Cronache semiserie dalla provincia lombarda

ROSSANO ASTREMO italia

Come avviene nei suoi romanzi più noti, tutti rigorosamente ambientati a Bellano, grazie al successo dei quali viene considerato tra degli scrittori italiani più amati dal grande pubblico, Andrea Vitali, in questa sua recente opera dal titolo "Sono mancato agli affetti dei miei cari" (Einaudi Stile Libero, pp. 176, euro 15,20), si fa arguto cantore dei vizi e delle virtù della provincia lombarda.
Il romanzo di Vitali ha come protagonista un uomo di mezza età, proprietario di una avviata ferramenta che, in prima persona e con un tono da commedia leggera che sovente strappa una risata ai lettori, racconta uno squarcio della sua esistenza, tra gli anni ’60 e gli ’80 del secolo scorso, ruotando in maniera ossessiva su vicende relative al suo lavoro, al suo tribolato rapporto con la moglie e al suo ruolo di padre di tre giovani figli. Questi ultimi sono per l’io narrante fonte di costanti problemi e paturnie notturne.

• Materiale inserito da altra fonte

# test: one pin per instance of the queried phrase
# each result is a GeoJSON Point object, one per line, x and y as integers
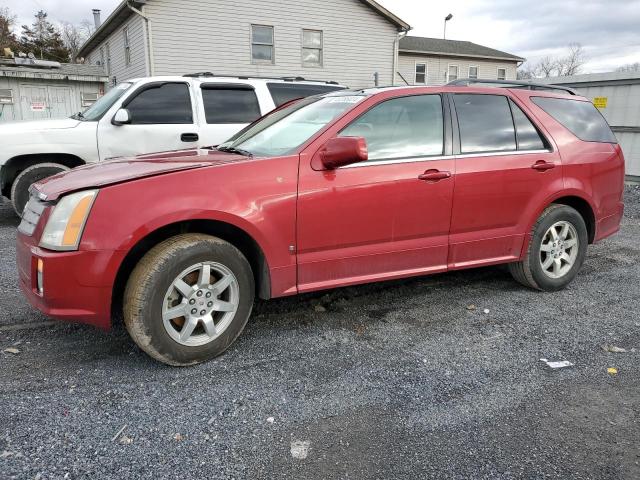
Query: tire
{"type": "Point", "coordinates": [531, 272]}
{"type": "Point", "coordinates": [30, 175]}
{"type": "Point", "coordinates": [151, 295]}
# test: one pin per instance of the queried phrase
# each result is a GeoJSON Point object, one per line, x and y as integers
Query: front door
{"type": "Point", "coordinates": [162, 119]}
{"type": "Point", "coordinates": [387, 217]}
{"type": "Point", "coordinates": [505, 170]}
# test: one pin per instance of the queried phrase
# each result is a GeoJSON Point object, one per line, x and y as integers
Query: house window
{"type": "Point", "coordinates": [108, 64]}
{"type": "Point", "coordinates": [88, 99]}
{"type": "Point", "coordinates": [312, 48]}
{"type": "Point", "coordinates": [421, 73]}
{"type": "Point", "coordinates": [6, 96]}
{"type": "Point", "coordinates": [262, 44]}
{"type": "Point", "coordinates": [452, 73]}
{"type": "Point", "coordinates": [127, 47]}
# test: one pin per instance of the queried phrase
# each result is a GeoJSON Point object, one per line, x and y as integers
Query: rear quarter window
{"type": "Point", "coordinates": [285, 92]}
{"type": "Point", "coordinates": [579, 117]}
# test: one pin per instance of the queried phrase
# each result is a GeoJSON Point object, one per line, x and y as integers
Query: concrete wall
{"type": "Point", "coordinates": [437, 67]}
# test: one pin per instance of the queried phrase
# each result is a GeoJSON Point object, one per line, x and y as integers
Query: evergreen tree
{"type": "Point", "coordinates": [44, 40]}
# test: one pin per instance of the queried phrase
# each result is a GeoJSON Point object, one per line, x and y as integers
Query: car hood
{"type": "Point", "coordinates": [38, 125]}
{"type": "Point", "coordinates": [126, 169]}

A partire dalla primogenita, Alice, la quale fin dalla sua nascita è stata fonte di dispiaceri per l’uomo: «Alice, la prima figlia, era stata una disgrazia di per sé. Voglio dire averla avuta per prima e, a tempo debito, non poterla mettere a lavorare in ferramenta. Cioè, avrei potuto. Ma una donna in una ferramenta, secondo me, non faceva una bella figura».

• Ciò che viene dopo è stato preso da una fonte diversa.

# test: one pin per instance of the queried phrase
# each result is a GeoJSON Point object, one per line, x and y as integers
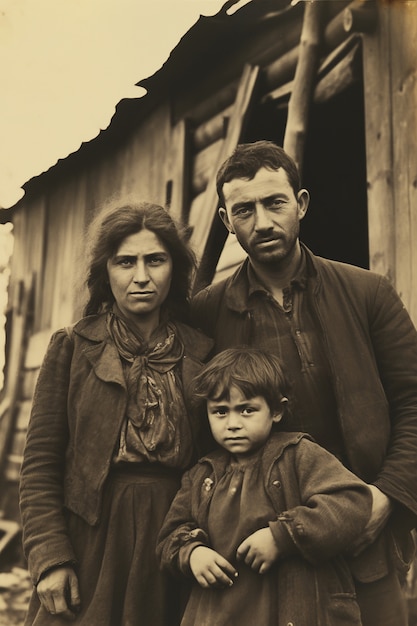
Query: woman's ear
{"type": "Point", "coordinates": [279, 414]}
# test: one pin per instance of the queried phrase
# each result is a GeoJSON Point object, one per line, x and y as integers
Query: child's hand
{"type": "Point", "coordinates": [259, 550]}
{"type": "Point", "coordinates": [211, 569]}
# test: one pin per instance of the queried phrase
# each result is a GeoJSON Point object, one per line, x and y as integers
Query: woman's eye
{"type": "Point", "coordinates": [125, 262]}
{"type": "Point", "coordinates": [156, 260]}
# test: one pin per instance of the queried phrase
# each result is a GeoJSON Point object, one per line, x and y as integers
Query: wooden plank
{"type": "Point", "coordinates": [304, 81]}
{"type": "Point", "coordinates": [236, 124]}
{"type": "Point", "coordinates": [378, 132]}
{"type": "Point", "coordinates": [21, 311]}
{"type": "Point", "coordinates": [178, 169]}
{"type": "Point", "coordinates": [403, 51]}
{"type": "Point", "coordinates": [211, 130]}
{"type": "Point", "coordinates": [338, 70]}
{"type": "Point", "coordinates": [203, 166]}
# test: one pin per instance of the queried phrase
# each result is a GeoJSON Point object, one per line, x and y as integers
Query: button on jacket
{"type": "Point", "coordinates": [371, 346]}
{"type": "Point", "coordinates": [320, 507]}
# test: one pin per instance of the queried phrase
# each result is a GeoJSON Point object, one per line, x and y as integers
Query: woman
{"type": "Point", "coordinates": [110, 433]}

ESPRESSIONE del pensiero comune dell’epoca e di un certo patriarcato introiettato, per l’uomo l’idea che la figlia possa mettere piede nel suo negozio è fuori discussione, così come non è ipotizzabile che la ragazza, dopo il diploma magistrale, possa frequentare l’Università. I piani del padre sono altri, il futuro di Alice è presto detto: dovrà sposare un ragazzo con la testa sulle spalle e con un buon lavoro. Però il matrimonio con Anselmo, ragazzo che lo stesso padre fa conoscere ad Alice, non sembra seguire la strada da lui auspicata. A lavorare con lui nella ferramenta è il secondogenito, Alberto, che non ha voglia di studiare e che, quindi, ha poche speranze di riuscire a sottrarsi alle responsabilità che il padre gli addossa: «Una testa di cazzo. Lo dicono che a volte i maschi giovani sono così. L’esatto contrario della maestrina che intanto aveva il pancione. Voglia di studiare, niente. Voglia di lavorare, ancora meno. Voglia di fare l’asino, fin troppa».
ALBERTO PERÒ è giovane e vuole divertirsi e in una delle sue scorribande notturne conosce una bellissima ragazza che metterà in crisi i suoi piani per il futuro. Infine c’è il più piccolo dei tre figli, Ercolino, con la testa sempre immersa nei libri, con il quale suo padre non riesce a comunicare perché la loro visione della vita si fonda su principi opposti: «Tutto casa e scuola e libri: la gioventù buttata via così». Ercolino si iscrive a Filosofia e dopo gli studi, invece di dedicarsi alla ricerca universitaria, entra a far parte di una comunità hippy alla ricerca di una felicità lontana dalla routine imposta dal «sistema». Insomma, per l’io narrante i suoi figli sono portatori di costanti disastri e delusioni.
È un romanzo che conferma le grandi qualità narrative di Vitali e che ci rivela uno spaccato della società italiana dell’epoca, con i padri che all’interno delle mura domestiche facevano valere la loro legge e la loro autorità spesso però senza sortire gli esiti sperati.